La protection nationale des sites inscrits au patrimoine mondial.

Il incombe en premier lieu à chaque État de protéger le site inscrit au patrimoine mondial se trouvant sur son territoire. Ainsi l’article 4 de la CPPMCN affirme que « chacun des États parties à la présente Convention reconnait que l’obligation d’assurer l’identification, la protection, la conservation, la mise en valeur et la transmission aux générations futures du patrimoine culturel et naturel visé aux articles 1 et 2 et situé sur son territoire, lui incombe en premier chef(…) ». Pour assurer une protection et une conservation efficace, et une mise en valeur aussi du patrimoine culturel et naturel situé sur leur territoire et dans les conditions appropriées à chaque pays, il est dit à l’article 5 de cette même convention que les États parties à la convention doivent adopter une politique générale visant à assigner une fonction au patrimoine culturel et naturel dans la vie collective, et à intégrer la protection de ce patrimoine dans les programmes de planification générale[1] ; d’instituer sur leur territoire, dans la mesure où ils n’existent pas, un ou plusieurs services de protection, de conservation et de mise en valeur du patrimoine culturel et naturel, dotés d’un personnel approprié, et disposant des moyens lui permettant d’accomplir les tâches qui lui incombent.  Aussi les États se doivent de développer les études et les recherches scientifiques et techniques et perfectionner les méthodes d’intervention qui permettent à un Etat de faire face aux dangers qui menacent son patrimoine culturel ou naturel. ils doivent prendre les mesures juridiques, scientifiques, techniques, administratives et financières adéquates pour l’identification, la protection, la conservation, la mise en valeur et la réanimation de ce patrimoine ; et aussi favoriser la création ou le développement de centres nationaux ou régionaux de formation dans le domaine de la protection, de la conservation et de la mise en valeur du patrimoine culturel et naturel et d’encourager la recherche scientifique dans ce domaine. Au Burkina Faso, c’est la Direction des Sites Classés au Patrimoine Mondial (DSC-PM) qui est la structure chargée de cette mission. C’est une Direction centrale du Ministère de la culture des arts et du tourisme du Burkina Faso.
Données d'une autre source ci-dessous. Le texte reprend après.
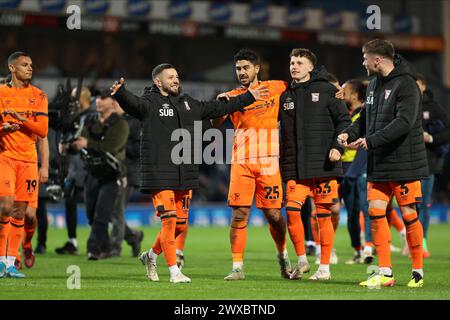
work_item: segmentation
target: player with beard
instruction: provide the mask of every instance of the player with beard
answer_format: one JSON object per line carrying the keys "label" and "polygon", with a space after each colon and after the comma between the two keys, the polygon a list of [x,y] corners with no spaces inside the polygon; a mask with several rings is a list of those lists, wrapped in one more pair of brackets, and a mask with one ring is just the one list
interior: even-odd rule
{"label": "player with beard", "polygon": [[[260,81],[260,58],[251,50],[240,50],[234,56],[234,62],[241,86],[220,94],[218,98],[233,97],[261,84],[269,88],[269,96],[263,101],[249,104],[244,112],[229,115],[235,128],[228,191],[228,205],[232,207],[230,243],[233,266],[224,280],[245,279],[243,266],[247,223],[255,195],[256,207],[263,211],[269,222],[281,275],[288,279],[291,265],[286,250],[286,222],[281,215],[283,186],[278,163],[279,98],[287,84],[279,80]],[[220,126],[227,117],[216,119],[214,126]]]}
{"label": "player with beard", "polygon": [[[266,98],[268,90],[260,86],[230,101],[200,102],[181,94],[178,72],[170,64],[156,66],[152,79],[153,86],[146,88],[142,97],[127,91],[123,78],[113,84],[111,92],[123,110],[142,122],[140,190],[152,195],[161,219],[161,232],[152,249],[143,252],[139,259],[147,268],[148,278],[159,281],[156,258],[163,252],[170,282],[186,283],[191,279],[177,266],[175,238],[188,219],[191,190],[198,188],[198,164],[194,159],[201,150],[194,148],[195,121],[241,110],[257,99]],[[182,142],[172,138],[178,133]]]}

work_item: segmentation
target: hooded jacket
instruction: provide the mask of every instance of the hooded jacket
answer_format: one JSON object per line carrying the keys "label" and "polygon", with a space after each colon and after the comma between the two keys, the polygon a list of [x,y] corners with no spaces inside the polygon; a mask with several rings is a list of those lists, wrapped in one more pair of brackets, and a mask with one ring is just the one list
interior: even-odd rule
{"label": "hooded jacket", "polygon": [[344,150],[337,135],[350,125],[344,101],[327,81],[323,66],[304,83],[291,83],[280,98],[280,168],[284,181],[342,177],[340,161],[329,160],[331,149]]}
{"label": "hooded jacket", "polygon": [[344,132],[352,142],[364,133],[368,145],[368,181],[413,181],[428,176],[422,130],[421,95],[409,63],[394,57],[395,68],[386,77],[371,79],[366,114]]}
{"label": "hooded jacket", "polygon": [[[184,94],[163,96],[156,86],[146,88],[142,97],[122,86],[114,98],[125,112],[141,121],[142,193],[198,188],[202,132],[194,134],[194,121],[199,126],[204,119],[239,111],[255,101],[247,92],[229,101],[200,102]],[[180,148],[180,140],[186,148]]]}
{"label": "hooded jacket", "polygon": [[425,90],[422,96],[422,128],[433,136],[432,143],[425,143],[430,174],[440,174],[449,151],[450,117],[433,99],[430,90]]}

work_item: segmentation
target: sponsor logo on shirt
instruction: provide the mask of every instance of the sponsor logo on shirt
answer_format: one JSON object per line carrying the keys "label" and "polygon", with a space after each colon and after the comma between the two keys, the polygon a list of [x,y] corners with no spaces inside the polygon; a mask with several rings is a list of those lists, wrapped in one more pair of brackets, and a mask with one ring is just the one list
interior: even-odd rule
{"label": "sponsor logo on shirt", "polygon": [[291,98],[287,98],[286,102],[283,104],[283,110],[293,110],[295,108],[295,104]]}
{"label": "sponsor logo on shirt", "polygon": [[373,91],[369,92],[369,96],[366,99],[366,104],[373,104]]}
{"label": "sponsor logo on shirt", "polygon": [[170,105],[165,103],[162,105],[162,108],[159,109],[159,116],[160,117],[173,117],[173,109],[169,107]]}

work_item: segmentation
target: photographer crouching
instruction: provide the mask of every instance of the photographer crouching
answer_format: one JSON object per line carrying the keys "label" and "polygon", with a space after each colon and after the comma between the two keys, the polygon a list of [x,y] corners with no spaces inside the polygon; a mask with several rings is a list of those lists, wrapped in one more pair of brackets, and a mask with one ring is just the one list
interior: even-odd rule
{"label": "photographer crouching", "polygon": [[91,225],[87,242],[89,260],[110,257],[108,223],[126,186],[125,146],[127,121],[115,113],[117,102],[109,90],[96,99],[98,117],[86,119],[81,137],[71,144],[80,151],[87,166],[86,212]]}

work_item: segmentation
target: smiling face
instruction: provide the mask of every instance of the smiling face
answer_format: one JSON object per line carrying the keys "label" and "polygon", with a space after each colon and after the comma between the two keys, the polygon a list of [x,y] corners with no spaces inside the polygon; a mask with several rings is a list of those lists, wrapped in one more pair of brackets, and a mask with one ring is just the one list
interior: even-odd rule
{"label": "smiling face", "polygon": [[245,86],[250,86],[254,81],[258,81],[259,65],[254,65],[248,60],[236,61],[236,77]]}
{"label": "smiling face", "polygon": [[292,56],[289,70],[292,80],[305,82],[310,78],[310,72],[314,69],[313,64],[306,57]]}
{"label": "smiling face", "polygon": [[11,75],[19,81],[29,82],[33,78],[33,61],[30,57],[20,56],[8,68]]}
{"label": "smiling face", "polygon": [[177,96],[180,93],[180,79],[177,70],[164,69],[154,80],[162,94]]}

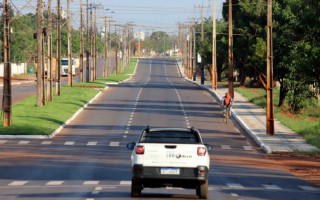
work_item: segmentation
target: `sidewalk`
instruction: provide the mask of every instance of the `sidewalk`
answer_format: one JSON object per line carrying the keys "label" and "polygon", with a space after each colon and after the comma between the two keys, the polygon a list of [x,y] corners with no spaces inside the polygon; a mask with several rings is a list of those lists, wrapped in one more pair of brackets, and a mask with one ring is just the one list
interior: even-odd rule
{"label": "sidewalk", "polygon": [[[213,94],[218,101],[228,91],[227,88],[218,86],[217,90],[212,90],[211,82],[200,84],[200,80],[192,81],[184,76],[184,69],[178,63],[181,75],[189,82],[194,83]],[[318,148],[306,143],[305,139],[281,124],[277,119],[274,120],[275,134],[269,136],[266,134],[266,111],[249,102],[247,98],[238,92],[234,92],[235,104],[232,107],[232,117],[246,130],[246,132],[261,146],[266,153],[273,152],[311,152],[319,151]]]}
En plus de cette protection nationale du patrimoine mondial, il y a aussi celle de la communauté internationale.

La protection internationale des sites inscrits au patrimoine mondial.

La protection internationale du patrimoine mondial culturel et naturel se traduit généralement par la mise en place d’un système de coopération et d’assistances internationales visant à seconder les États dans les efforts qu’ils déploient pour préserver et identifier ces patrimoines. En effet, la CPPMCN en son article 6 stipule que les États parties à la convention reconnaissent et sans violer la souveraineté des États sur le territoire desquels est situé le patrimoine culturel et naturel, qu’il constitue un patrimoine universel pour la protection duquel la communauté tout entière a le devoir de coopérer. Aussi, chacun des États parties à la convention s’engage à ne prendre délibérément aucune mesure susceptible d’endommager directement ou indirectement le patrimoine culturel et naturel qui est situé sur le territoire d’autres États parties à cette convention. Outre cela, il faut noter qu’en cas d’assistance généralement, c’est l’État dans lequel se trouve le patrimoine qui doit faire la requête lorsqu’il estime n’être pas en mesure de protéger, de conserver ou de mettre en valeur le patrimoine. Et la structure internationale chargée d’examiner cette requête est le Comité intergouvernemental de la protection du patrimoine mondial culturel et naturel. Ainsi, l’article 13 al.3 de  la CPPMCN, il est précisé que « le Comité décide de la suite à donner à ces demandes, détermine, le cas échéant, la nature et l’importance de son aide et autorise la conclusion, en son nom, des arrangements nécessaire avec le gouvernement intéressé ». Pour mener à bien ces différentes opérations, le Comité dispose d’un fonds appelé Fonds pour la Protection du Patrimoine Mondial Culturel et Naturel.

Par ZANFARA Nasradine

La rédaction

 

 

 

[1] Voir le Décret N°2009-778/PRESS/PM/MCT: MEF du 10 novembre 2009 portant adoption de la politique nationale de la culture du Burkina Faso.